WebReference.com - Perl Module Primer (5/5)
Perl Module Primer
So, where do you go from here? Here's a brief list of topics, presented in no specific order, that you may now want to pursue in search of further module knowledge.
- Object Oriented Design
- We mentioned at the outset that you didn't need to be an OOP guru to create modules. But the fact of the matter is, having worked your way through this tutorial you already know a good portion of what you need to know to implement an object oriented module. For example, in Perl OOP, packages are classes; and a reference (such as a hash reference) becomes an object when it is blessed into a class.
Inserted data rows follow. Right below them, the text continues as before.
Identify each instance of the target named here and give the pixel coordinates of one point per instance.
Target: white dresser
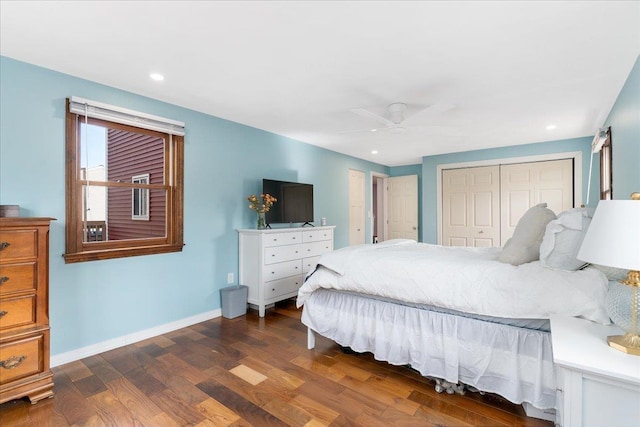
(273, 262)
(598, 385)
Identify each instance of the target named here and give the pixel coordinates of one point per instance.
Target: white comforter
(463, 279)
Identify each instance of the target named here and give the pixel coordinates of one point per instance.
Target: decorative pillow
(524, 246)
(563, 238)
(612, 273)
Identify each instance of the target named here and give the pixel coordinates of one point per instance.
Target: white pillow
(524, 246)
(563, 238)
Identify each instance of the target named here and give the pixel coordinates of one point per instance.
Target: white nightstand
(599, 386)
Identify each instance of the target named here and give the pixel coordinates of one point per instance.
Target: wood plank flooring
(250, 371)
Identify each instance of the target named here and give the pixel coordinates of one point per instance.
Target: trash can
(234, 301)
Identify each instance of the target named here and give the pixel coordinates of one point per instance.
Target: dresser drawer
(317, 235)
(281, 270)
(309, 264)
(17, 277)
(281, 287)
(277, 239)
(282, 253)
(17, 312)
(18, 244)
(21, 358)
(316, 248)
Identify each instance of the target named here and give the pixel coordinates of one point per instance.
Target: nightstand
(598, 385)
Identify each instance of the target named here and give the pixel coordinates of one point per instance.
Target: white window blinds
(112, 113)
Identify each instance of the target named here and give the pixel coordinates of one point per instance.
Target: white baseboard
(543, 414)
(93, 349)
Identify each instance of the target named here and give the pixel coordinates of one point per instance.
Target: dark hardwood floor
(250, 372)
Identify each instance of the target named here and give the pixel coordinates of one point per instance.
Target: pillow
(612, 273)
(563, 238)
(524, 246)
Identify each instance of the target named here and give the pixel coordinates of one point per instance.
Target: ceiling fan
(395, 121)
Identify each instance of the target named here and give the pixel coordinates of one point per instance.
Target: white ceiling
(510, 68)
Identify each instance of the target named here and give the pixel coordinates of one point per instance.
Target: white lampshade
(613, 237)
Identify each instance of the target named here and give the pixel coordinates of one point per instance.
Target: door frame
(381, 208)
(577, 175)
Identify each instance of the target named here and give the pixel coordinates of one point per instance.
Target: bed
(456, 314)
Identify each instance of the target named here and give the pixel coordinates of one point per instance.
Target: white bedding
(464, 279)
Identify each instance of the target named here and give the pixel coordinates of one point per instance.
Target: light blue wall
(96, 301)
(430, 164)
(624, 120)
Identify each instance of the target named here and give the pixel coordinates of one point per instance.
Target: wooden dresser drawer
(17, 277)
(282, 269)
(317, 235)
(21, 358)
(277, 239)
(18, 244)
(281, 287)
(282, 253)
(17, 312)
(316, 248)
(309, 264)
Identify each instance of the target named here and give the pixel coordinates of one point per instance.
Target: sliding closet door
(403, 207)
(356, 207)
(526, 184)
(471, 206)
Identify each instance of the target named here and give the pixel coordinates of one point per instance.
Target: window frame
(76, 249)
(143, 198)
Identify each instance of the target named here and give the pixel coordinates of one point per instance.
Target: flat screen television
(295, 202)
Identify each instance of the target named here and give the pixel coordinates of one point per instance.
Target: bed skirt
(513, 362)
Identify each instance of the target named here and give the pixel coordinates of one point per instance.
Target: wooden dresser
(273, 263)
(24, 309)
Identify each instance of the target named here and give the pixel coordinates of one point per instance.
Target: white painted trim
(577, 175)
(93, 349)
(384, 205)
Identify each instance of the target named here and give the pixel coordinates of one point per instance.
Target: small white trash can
(234, 301)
From then on, all of the methods (i.e., the sub routines) that exist in that class (i.e. package) are accessible through the object itself; with the object automatically passed to the method as a reference (so you can access the object from within the method). And we saw a simplified use of inheritance via the @ISA variable on the bottom of the previous page. Once you've coded up a module or two of your own (or even before then, if you have an OOP background and/or are particular adventurous), I encourage you to have a look at the bless command and the general definition and use of objects in Perl.
- Document Your Work!
- Modules are intended to be encapsulated, functional collections of code. But even if your module is perfectly designed, it will be useless if the next person who comes along doesn't know what functions your module contains or how to access and use them. An excellent way to make this type of information available to everyone who wants to get it is to use Plain Old Documentation, or POD. POD statements are embedded within your module itself, and can be automatically read by specific perl utilities such as perldoc allowing users to easily see what your module does and how it does it (and anything else, within reason, that you want to tell the would-be user).
- AUTOLOAD and AutoLoader
- Perl provides a mechanism such that if the user calls a routine that doesn't actually exist within a package, then a specific routine, called AUTOLOAD is run instead. The AutoLoader module takes this concept a step further, allowing you to separate chunks of your module into smaller components that can then be pulled into the script as they are needed, as opposed to loading your entire module in every time it is used. This can be helpful when your modules get very large, as it can reduce the overall memory requirements of the calling application.
I hope you've found this brief tutorial to be helpful. Good luck in your efforts to build your own module-based projects!